Cross-Lingual NLP and Text Mining Resources

Introduction

Most natural language processing and text mining systems have mainly been designed to operate on English language text. Yet, the majority of people online do not speak English, and as more and more people gain access to digital tools, there is an increasing need for tools that operate on other languages.

In some cases, it is feasible to develop new customized systems for specific populations. E.g., there are many tools that have been developed for te Chinese market. However, it is challenging to achieve this for all of the world's over 7,000 languages.

Self-Learning with Adversarial Perturbation for Cross-Lingual NLP

Cross-lingual NLP and text mining technology is an important alternative in such situations. The idea is to develop a system based on one or more languages for which many resources are available, yet be able to use it in many new languages by connecting their linguistic representations.

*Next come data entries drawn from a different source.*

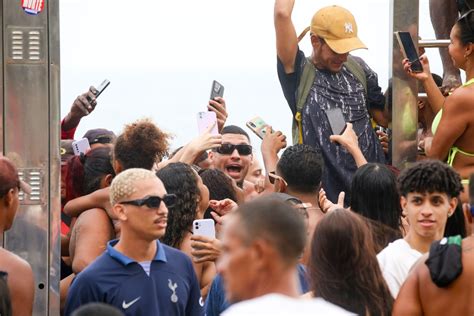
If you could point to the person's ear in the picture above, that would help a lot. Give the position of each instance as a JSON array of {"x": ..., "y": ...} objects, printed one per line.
[
  {"x": 453, "y": 202},
  {"x": 315, "y": 41},
  {"x": 9, "y": 197},
  {"x": 466, "y": 209},
  {"x": 403, "y": 204},
  {"x": 120, "y": 213},
  {"x": 117, "y": 166},
  {"x": 108, "y": 179}
]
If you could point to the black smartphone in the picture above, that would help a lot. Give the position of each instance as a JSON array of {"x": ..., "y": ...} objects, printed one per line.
[
  {"x": 336, "y": 121},
  {"x": 217, "y": 90},
  {"x": 102, "y": 87},
  {"x": 409, "y": 50}
]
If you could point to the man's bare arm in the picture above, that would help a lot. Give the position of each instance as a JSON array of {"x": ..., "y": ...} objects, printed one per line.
[
  {"x": 408, "y": 300},
  {"x": 286, "y": 38}
]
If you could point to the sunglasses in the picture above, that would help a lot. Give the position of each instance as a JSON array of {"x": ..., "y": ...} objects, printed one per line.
[
  {"x": 228, "y": 149},
  {"x": 152, "y": 201},
  {"x": 272, "y": 177},
  {"x": 102, "y": 140}
]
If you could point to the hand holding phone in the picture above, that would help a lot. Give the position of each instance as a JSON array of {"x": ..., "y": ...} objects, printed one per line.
[
  {"x": 204, "y": 227},
  {"x": 258, "y": 126},
  {"x": 205, "y": 121},
  {"x": 217, "y": 90},
  {"x": 81, "y": 146},
  {"x": 409, "y": 51},
  {"x": 336, "y": 121},
  {"x": 99, "y": 89}
]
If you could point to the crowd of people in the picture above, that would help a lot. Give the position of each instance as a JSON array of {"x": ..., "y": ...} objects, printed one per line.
[{"x": 326, "y": 226}]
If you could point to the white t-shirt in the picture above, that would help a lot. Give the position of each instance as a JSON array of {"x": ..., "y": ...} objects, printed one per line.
[
  {"x": 281, "y": 305},
  {"x": 395, "y": 261}
]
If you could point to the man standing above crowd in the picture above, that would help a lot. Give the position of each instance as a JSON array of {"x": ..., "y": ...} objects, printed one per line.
[
  {"x": 18, "y": 271},
  {"x": 136, "y": 273},
  {"x": 442, "y": 283},
  {"x": 429, "y": 191},
  {"x": 331, "y": 79}
]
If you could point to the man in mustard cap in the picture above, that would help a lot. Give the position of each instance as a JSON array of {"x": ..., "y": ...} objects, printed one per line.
[{"x": 328, "y": 82}]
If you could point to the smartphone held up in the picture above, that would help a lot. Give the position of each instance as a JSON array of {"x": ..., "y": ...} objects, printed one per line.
[{"x": 409, "y": 51}]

Induced Code-Switching Datasets

We are releasing the cross-lingual benchmark database from our SIGIR 2020 paper. In this benchmark, a text classification model needs to be trained on regular English training data, but is evaluated on documents that contain an automatically induced form of code-switching, i.e., many of the original English words have been replaced by non-English words.

Example:

Clorox Co disait it déclarés a two-for-one stock scission et autorisée a 10.3 pourcentage accroissement in la annuel dividende rate. The société disait la trimestriels liquidités dividende était boosted to $0.64 per partagez depuis $0.58 on a pre-split basis, exigibles August 15 to actionnariat of enregistrer on July 28. The société disait ce sera be la 21st consécutive annuel accroissement in la dividend. The additionnel partages résultant depuis la scission sera be distribuées on September 2 to actionnariat of enregistrer on July 28, la société said. Clorox is a fabricant of ménage épicerie produits et automobile nettoyage produits commercialisés in la United States et internationally.

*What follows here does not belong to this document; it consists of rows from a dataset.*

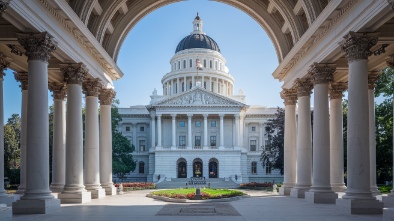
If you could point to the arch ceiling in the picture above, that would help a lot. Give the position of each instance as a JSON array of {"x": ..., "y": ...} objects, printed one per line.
[{"x": 285, "y": 21}]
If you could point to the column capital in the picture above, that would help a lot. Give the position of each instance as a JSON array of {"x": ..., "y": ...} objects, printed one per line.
[
  {"x": 59, "y": 90},
  {"x": 322, "y": 73},
  {"x": 74, "y": 73},
  {"x": 92, "y": 87},
  {"x": 106, "y": 96},
  {"x": 336, "y": 90},
  {"x": 357, "y": 45},
  {"x": 22, "y": 77},
  {"x": 38, "y": 46},
  {"x": 303, "y": 86},
  {"x": 289, "y": 96}
]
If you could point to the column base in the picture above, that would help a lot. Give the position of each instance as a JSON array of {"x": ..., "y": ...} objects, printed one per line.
[
  {"x": 7, "y": 199},
  {"x": 5, "y": 212},
  {"x": 298, "y": 192},
  {"x": 360, "y": 206},
  {"x": 77, "y": 197},
  {"x": 321, "y": 197},
  {"x": 35, "y": 206}
]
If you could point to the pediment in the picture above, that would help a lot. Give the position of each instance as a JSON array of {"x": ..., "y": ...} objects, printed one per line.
[{"x": 199, "y": 97}]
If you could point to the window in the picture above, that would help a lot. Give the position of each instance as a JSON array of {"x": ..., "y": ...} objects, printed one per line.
[
  {"x": 197, "y": 141},
  {"x": 182, "y": 141},
  {"x": 213, "y": 141},
  {"x": 253, "y": 145},
  {"x": 142, "y": 145},
  {"x": 254, "y": 167},
  {"x": 141, "y": 167}
]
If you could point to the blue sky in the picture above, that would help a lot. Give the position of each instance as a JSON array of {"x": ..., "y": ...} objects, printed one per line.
[{"x": 146, "y": 52}]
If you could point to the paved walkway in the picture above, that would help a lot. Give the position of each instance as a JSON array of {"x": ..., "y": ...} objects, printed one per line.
[{"x": 260, "y": 206}]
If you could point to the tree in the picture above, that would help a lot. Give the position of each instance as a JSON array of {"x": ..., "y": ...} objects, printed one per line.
[
  {"x": 273, "y": 156},
  {"x": 122, "y": 160}
]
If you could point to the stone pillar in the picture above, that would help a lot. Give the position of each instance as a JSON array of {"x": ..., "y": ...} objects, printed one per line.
[
  {"x": 92, "y": 88},
  {"x": 189, "y": 131},
  {"x": 59, "y": 136},
  {"x": 336, "y": 137},
  {"x": 321, "y": 191},
  {"x": 372, "y": 77},
  {"x": 221, "y": 131},
  {"x": 205, "y": 130},
  {"x": 304, "y": 139},
  {"x": 159, "y": 130},
  {"x": 290, "y": 157},
  {"x": 105, "y": 97},
  {"x": 358, "y": 197},
  {"x": 74, "y": 190},
  {"x": 37, "y": 197},
  {"x": 22, "y": 77},
  {"x": 173, "y": 143}
]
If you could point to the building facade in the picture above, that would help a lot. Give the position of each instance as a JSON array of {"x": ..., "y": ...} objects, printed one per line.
[{"x": 198, "y": 127}]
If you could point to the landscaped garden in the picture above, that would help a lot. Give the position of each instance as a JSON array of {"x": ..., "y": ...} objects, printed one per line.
[{"x": 190, "y": 193}]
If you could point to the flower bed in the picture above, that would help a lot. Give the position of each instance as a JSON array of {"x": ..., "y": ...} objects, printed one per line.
[{"x": 136, "y": 186}]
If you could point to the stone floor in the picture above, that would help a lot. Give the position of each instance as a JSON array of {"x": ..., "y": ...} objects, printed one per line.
[{"x": 260, "y": 206}]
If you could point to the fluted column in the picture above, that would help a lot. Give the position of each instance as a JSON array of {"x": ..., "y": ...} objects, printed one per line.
[
  {"x": 105, "y": 97},
  {"x": 321, "y": 192},
  {"x": 358, "y": 195},
  {"x": 74, "y": 190},
  {"x": 189, "y": 131},
  {"x": 304, "y": 139},
  {"x": 22, "y": 77},
  {"x": 205, "y": 130},
  {"x": 37, "y": 197},
  {"x": 91, "y": 172},
  {"x": 290, "y": 157},
  {"x": 59, "y": 136},
  {"x": 336, "y": 137}
]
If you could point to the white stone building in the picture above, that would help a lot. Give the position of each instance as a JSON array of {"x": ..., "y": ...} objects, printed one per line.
[{"x": 198, "y": 127}]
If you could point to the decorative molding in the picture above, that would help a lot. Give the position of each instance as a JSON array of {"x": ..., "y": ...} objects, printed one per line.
[
  {"x": 106, "y": 96},
  {"x": 322, "y": 73},
  {"x": 59, "y": 90},
  {"x": 74, "y": 73},
  {"x": 336, "y": 90},
  {"x": 92, "y": 87},
  {"x": 38, "y": 46},
  {"x": 357, "y": 45},
  {"x": 22, "y": 77}
]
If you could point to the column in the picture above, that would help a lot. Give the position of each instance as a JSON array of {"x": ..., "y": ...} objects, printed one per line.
[
  {"x": 37, "y": 197},
  {"x": 59, "y": 90},
  {"x": 336, "y": 137},
  {"x": 105, "y": 97},
  {"x": 321, "y": 192},
  {"x": 159, "y": 130},
  {"x": 205, "y": 130},
  {"x": 290, "y": 158},
  {"x": 153, "y": 129},
  {"x": 22, "y": 77},
  {"x": 221, "y": 131},
  {"x": 358, "y": 197},
  {"x": 189, "y": 131},
  {"x": 304, "y": 139},
  {"x": 74, "y": 190},
  {"x": 92, "y": 88},
  {"x": 173, "y": 146}
]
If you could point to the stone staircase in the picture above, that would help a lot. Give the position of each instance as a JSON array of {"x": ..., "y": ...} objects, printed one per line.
[{"x": 216, "y": 183}]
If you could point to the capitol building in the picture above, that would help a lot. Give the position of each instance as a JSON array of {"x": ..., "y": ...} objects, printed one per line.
[{"x": 198, "y": 127}]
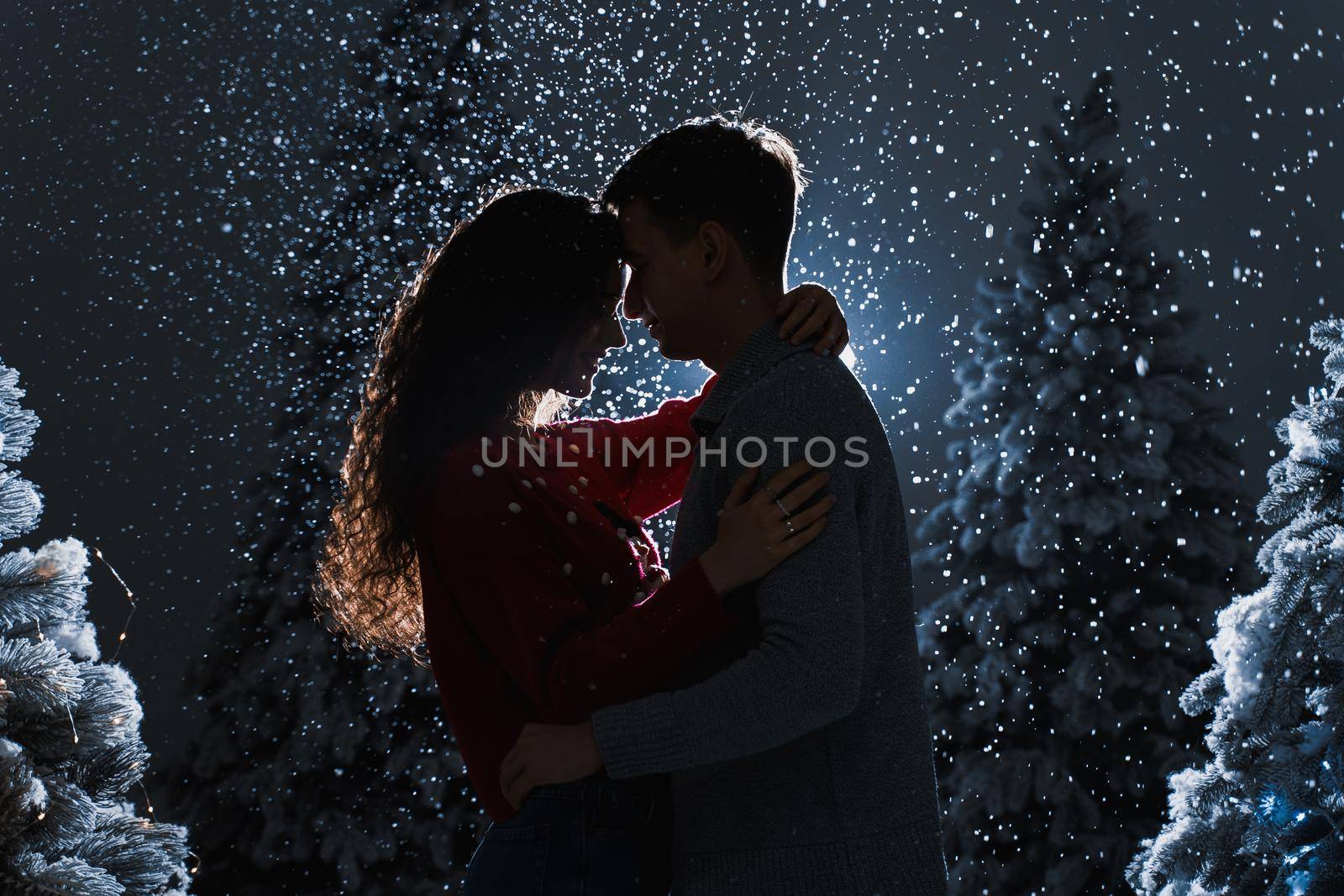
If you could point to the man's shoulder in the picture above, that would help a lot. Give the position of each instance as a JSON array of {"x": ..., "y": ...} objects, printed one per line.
[{"x": 808, "y": 389}]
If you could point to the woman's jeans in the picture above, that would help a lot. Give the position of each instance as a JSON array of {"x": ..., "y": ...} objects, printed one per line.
[{"x": 591, "y": 837}]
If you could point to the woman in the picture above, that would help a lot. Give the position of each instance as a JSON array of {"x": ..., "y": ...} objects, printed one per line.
[{"x": 514, "y": 546}]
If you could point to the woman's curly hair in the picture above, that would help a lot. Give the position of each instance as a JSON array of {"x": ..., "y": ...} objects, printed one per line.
[{"x": 477, "y": 332}]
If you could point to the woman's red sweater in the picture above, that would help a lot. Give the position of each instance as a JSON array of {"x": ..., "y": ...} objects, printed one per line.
[{"x": 538, "y": 582}]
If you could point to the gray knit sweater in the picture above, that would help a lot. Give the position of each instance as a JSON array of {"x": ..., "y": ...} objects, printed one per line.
[{"x": 800, "y": 752}]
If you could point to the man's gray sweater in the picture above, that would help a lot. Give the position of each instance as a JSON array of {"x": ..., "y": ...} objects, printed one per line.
[{"x": 801, "y": 762}]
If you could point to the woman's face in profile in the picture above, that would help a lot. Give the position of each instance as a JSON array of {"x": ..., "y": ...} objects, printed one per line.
[{"x": 577, "y": 362}]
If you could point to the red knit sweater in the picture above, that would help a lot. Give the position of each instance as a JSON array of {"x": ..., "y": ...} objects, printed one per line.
[{"x": 535, "y": 605}]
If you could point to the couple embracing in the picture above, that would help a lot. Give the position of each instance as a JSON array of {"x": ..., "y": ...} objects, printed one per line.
[{"x": 748, "y": 718}]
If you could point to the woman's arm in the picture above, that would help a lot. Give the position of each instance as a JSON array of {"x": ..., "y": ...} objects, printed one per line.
[
  {"x": 538, "y": 625},
  {"x": 645, "y": 465}
]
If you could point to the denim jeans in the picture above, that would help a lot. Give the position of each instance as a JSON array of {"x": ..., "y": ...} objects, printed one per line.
[{"x": 591, "y": 837}]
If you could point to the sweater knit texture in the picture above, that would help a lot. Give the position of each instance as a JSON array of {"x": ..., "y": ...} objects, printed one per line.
[{"x": 799, "y": 752}]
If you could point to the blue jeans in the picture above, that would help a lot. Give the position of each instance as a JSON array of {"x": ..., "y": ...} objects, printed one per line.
[{"x": 591, "y": 837}]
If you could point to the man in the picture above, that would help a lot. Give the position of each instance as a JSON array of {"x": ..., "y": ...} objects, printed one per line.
[{"x": 800, "y": 759}]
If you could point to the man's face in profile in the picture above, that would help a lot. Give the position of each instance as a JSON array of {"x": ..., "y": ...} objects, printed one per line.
[{"x": 664, "y": 289}]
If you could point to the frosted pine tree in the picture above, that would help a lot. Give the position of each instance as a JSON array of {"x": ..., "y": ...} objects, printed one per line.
[
  {"x": 71, "y": 746},
  {"x": 320, "y": 772},
  {"x": 1267, "y": 815},
  {"x": 1090, "y": 531}
]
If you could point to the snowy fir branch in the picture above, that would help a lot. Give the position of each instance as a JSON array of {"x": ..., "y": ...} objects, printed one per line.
[
  {"x": 71, "y": 745},
  {"x": 1265, "y": 815},
  {"x": 1092, "y": 523}
]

Induced Code-Switching Datasets

Download Induced Benchmark Datasets with German, Spanish, French, Italian, Japanese, Russian words

For more information about the datasets and our cross-lingual prediction method, based on self-learning, please consult our publication:

Leveraging Adversarial Training in Self-Learning for Cross-Lingual Text Classification BibTeX arXiv Data
Xin Dong, Yaxin Zhu, Yupeng Zhang, Zuohui Fu, Dongkuan Xu, Sen Yang, Gerard de Melo (2020)
In: Proc. SIGIR 2020 (Short Paper). ACM.
Acceptance rate: 30%

Cross-Lingual Databases

Apart from the above, we have also developed a number of cross-lingual databases that facilitate cross-lingual NLP and text mining.

Universal Wordnet (UWN)

One of the largest multilingual knowledge graphs, transforming the well-known WordNet database into a massively multilingual resource covering over 1 million words and several million named entities in a single semantically organized hierarchy. This is based on machine learning along with the MENTA extension based on Wikipedia. Our derivative project OpenWordNet-PT (GitHub) is being used by Google Translate.

Lexvo.org

Contributes information about words and other language-related entities to the Linked Data Web and Semantic Web, leading to a Web of Data in which the British Library, the Spanish National Library, and others have linked their data to Lexvo.org, and Lexvo.org in turn connects its own data to other valuable resources.

Sentiment/Emotion

Datasets and resources for sentiment analysis and fine-grained emotion analysis, in part available for multiple languages.

Etymological Wordnet

A database of etymological and derivational relationships between words in different languages, mined from Wiktionary.